Abstract

Evidence is sparse regarding service usage and the clinical management of people recently discharged from inpatient psychiatric care who die by suicide. To improve understanding of how people discharged from inpatient mental health care are supported by primary care during this high-risk transition. A nested case-control study utilising interlinked primary and secondary care records in England for people who died within a year of discharge between 2001 and 2019, matched on age, sex, practice-level deprivation and region with up to 20 living discharged people. We described patterns of consultation, prescription of psychotropic medication and continuity of care for people who died by suicide and those who survived.
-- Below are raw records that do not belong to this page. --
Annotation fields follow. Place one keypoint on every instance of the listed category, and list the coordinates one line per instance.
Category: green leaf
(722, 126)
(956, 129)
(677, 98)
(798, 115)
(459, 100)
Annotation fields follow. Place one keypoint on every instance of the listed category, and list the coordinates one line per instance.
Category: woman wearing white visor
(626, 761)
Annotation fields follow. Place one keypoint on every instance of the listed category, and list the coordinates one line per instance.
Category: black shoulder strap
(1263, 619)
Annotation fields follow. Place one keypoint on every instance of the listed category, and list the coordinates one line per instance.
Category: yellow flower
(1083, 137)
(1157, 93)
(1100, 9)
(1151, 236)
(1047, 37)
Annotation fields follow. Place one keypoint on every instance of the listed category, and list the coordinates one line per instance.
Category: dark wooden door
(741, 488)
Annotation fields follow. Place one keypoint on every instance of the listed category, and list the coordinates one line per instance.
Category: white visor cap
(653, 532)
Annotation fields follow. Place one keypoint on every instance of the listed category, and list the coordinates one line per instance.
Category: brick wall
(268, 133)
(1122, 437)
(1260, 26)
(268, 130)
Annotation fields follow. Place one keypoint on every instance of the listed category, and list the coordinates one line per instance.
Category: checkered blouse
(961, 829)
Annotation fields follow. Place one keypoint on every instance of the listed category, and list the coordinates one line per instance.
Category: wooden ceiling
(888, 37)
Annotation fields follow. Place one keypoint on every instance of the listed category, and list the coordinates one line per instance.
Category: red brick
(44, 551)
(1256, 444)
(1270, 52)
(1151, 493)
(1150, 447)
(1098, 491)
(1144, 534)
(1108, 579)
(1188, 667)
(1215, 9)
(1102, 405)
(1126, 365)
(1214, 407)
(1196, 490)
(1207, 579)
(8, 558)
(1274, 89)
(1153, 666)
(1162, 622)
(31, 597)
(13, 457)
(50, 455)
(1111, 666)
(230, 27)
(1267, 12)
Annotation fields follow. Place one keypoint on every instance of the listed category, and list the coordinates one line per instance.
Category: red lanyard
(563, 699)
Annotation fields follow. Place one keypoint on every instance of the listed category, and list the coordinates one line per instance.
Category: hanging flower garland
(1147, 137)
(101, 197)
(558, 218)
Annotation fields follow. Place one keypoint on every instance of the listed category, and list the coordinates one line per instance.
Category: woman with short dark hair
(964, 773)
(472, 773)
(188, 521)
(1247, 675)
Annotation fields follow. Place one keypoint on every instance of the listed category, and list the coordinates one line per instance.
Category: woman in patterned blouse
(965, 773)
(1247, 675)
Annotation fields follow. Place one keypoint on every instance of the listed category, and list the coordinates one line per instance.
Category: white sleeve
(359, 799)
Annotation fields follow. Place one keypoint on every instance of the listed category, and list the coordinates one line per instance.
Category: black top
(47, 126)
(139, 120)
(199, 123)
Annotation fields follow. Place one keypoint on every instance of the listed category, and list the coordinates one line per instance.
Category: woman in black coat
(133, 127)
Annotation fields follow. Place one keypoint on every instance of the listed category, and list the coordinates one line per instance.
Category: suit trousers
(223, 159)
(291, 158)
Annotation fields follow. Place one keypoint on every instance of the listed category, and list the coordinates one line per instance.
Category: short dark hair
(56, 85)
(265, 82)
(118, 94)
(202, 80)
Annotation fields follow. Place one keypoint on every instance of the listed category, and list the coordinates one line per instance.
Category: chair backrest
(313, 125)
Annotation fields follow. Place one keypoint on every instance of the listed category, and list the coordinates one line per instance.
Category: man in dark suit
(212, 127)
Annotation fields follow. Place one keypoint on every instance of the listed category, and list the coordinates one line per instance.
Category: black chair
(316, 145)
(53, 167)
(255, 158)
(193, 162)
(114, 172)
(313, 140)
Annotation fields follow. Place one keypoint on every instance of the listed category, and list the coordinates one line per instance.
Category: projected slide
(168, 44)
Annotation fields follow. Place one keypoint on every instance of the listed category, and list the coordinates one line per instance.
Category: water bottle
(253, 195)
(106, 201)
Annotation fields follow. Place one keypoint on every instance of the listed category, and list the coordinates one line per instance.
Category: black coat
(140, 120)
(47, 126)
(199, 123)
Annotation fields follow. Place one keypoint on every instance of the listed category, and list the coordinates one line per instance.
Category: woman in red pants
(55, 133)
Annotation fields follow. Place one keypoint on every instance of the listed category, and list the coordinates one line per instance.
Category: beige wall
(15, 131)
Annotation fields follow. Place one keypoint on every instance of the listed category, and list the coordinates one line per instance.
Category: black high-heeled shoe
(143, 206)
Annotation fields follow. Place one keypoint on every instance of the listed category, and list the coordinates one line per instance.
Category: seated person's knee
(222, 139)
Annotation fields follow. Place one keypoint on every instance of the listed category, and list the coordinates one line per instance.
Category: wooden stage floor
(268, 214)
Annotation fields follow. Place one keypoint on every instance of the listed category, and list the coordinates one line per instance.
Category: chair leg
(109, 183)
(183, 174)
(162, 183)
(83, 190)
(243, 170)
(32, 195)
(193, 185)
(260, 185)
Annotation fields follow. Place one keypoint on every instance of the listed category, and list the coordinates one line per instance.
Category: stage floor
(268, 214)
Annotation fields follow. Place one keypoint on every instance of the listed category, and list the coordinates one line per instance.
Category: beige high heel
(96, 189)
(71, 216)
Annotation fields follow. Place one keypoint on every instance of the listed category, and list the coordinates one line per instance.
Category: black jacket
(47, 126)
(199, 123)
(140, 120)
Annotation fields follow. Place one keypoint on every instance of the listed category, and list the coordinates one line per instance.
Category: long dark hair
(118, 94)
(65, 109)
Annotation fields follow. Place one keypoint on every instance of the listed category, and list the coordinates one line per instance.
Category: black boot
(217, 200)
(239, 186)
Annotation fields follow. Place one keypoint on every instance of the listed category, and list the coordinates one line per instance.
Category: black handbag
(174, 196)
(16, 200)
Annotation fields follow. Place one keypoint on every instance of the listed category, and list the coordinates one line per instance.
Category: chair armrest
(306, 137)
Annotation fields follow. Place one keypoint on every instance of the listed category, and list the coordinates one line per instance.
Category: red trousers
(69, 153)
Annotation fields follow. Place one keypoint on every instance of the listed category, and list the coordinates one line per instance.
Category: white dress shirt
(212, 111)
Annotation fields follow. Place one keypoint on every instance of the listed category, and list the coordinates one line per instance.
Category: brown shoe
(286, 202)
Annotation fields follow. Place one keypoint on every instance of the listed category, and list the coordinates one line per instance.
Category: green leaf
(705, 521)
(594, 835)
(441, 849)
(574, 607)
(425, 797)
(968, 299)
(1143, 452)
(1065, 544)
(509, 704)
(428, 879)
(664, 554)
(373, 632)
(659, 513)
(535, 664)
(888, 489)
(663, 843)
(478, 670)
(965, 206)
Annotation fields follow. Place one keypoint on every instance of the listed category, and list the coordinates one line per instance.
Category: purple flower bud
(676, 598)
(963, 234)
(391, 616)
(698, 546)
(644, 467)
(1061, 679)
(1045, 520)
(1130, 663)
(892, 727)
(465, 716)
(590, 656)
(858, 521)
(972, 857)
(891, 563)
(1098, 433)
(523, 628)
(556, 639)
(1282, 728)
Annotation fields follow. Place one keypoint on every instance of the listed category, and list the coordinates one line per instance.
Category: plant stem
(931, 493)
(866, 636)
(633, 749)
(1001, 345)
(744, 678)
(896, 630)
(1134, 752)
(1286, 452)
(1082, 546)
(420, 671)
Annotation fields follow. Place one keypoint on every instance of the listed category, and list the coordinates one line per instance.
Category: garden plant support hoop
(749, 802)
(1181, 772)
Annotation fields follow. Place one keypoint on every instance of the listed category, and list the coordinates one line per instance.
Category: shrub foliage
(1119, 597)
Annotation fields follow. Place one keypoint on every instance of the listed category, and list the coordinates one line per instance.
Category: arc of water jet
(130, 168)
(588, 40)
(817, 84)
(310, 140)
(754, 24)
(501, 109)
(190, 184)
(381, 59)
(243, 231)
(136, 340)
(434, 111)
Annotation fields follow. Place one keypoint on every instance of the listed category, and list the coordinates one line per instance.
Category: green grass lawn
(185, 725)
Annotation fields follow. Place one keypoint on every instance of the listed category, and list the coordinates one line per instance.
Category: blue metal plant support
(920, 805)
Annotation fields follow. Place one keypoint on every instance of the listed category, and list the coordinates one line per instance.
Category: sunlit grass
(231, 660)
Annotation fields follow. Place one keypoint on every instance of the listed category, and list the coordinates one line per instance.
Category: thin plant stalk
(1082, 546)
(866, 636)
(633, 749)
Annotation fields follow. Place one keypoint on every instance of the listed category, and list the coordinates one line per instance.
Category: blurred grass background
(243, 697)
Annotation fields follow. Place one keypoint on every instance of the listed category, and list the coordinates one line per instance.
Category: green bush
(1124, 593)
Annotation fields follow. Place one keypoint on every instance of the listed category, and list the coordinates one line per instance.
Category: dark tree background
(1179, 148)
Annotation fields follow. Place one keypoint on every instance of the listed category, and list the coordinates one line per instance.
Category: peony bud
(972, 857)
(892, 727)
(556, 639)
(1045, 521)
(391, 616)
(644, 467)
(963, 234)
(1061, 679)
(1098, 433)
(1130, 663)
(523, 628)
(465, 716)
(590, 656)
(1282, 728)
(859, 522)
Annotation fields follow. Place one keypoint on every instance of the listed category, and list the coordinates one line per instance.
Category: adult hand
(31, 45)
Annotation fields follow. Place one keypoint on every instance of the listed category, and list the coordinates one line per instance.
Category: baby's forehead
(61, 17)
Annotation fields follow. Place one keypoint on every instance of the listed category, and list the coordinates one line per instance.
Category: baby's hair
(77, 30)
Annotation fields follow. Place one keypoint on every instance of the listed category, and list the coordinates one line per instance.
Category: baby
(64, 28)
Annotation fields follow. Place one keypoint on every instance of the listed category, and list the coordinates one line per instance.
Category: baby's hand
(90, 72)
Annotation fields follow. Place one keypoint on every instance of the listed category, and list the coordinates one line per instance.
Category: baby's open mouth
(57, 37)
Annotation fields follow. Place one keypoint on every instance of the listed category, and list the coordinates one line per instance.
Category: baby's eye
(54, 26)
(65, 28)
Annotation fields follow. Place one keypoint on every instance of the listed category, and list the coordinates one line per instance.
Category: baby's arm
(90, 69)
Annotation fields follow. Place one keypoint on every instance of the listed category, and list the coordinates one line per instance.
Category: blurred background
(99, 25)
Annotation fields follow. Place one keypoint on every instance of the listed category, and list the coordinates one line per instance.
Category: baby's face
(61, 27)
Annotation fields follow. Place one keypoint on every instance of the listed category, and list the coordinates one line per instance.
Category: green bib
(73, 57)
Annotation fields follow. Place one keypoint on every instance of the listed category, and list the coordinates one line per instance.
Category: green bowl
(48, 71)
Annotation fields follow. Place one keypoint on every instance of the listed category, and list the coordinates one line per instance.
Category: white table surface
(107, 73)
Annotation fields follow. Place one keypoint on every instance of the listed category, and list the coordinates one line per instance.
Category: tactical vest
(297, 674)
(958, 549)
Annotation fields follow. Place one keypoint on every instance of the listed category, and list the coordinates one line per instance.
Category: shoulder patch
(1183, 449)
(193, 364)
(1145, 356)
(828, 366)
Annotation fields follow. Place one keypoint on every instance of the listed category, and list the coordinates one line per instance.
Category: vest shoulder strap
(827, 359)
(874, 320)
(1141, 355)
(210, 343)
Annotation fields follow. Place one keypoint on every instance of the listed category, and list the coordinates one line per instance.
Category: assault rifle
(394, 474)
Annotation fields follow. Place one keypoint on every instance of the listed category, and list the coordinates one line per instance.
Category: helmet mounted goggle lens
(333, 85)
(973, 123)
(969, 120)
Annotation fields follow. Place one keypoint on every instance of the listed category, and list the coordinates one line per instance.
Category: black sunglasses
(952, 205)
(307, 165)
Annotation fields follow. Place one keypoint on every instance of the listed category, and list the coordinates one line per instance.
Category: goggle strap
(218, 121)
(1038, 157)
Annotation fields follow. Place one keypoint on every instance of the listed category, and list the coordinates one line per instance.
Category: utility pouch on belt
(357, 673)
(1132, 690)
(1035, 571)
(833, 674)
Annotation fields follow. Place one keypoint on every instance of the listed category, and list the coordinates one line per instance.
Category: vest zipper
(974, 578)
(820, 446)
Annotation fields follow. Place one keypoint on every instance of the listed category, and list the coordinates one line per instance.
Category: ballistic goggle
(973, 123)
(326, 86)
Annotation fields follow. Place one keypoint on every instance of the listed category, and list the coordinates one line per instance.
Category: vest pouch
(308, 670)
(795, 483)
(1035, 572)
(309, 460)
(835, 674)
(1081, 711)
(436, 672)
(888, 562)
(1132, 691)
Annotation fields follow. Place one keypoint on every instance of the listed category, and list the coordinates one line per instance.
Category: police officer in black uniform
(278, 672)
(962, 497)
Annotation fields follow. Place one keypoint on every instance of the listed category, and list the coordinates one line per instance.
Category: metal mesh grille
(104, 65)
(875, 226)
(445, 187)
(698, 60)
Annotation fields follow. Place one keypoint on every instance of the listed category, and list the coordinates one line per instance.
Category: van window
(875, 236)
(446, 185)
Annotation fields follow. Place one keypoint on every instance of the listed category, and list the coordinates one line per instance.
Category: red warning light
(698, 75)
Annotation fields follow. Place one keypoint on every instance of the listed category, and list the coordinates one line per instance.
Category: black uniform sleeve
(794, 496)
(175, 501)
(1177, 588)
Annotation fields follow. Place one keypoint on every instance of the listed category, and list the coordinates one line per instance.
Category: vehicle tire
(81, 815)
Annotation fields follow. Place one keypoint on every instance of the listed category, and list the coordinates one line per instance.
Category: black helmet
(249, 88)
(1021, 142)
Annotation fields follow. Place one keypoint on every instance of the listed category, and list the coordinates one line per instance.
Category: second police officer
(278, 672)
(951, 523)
Mutually adjusted relative risk estimates were generated for a range of primary care and clinical variables. Over 40% of patients who died within 2 weeks and 80% who died later had at least one primary care consultation. Evidence of discharge communication from hospital was infrequent. Within-practice continuity of care was relatively high. Those who died by suicide were less likely to consult within two weeks of discharge, AOR 0.61 (0.42-0.89), more likely to consult in the week before death, AOR 1.71 (1.36-2.15), to be prescribed multiple types of psychotropic medication, (AOR 1.73, 1.28-2.33), to experience readmission and have a diagnosis outside of the 'Severe Mental Illness' definition. Primary care clinicians have opportunities to intervene and should prioritise patients experiencing transition from inpatient care. Clear communication and liaison between services is essential to provide timely support.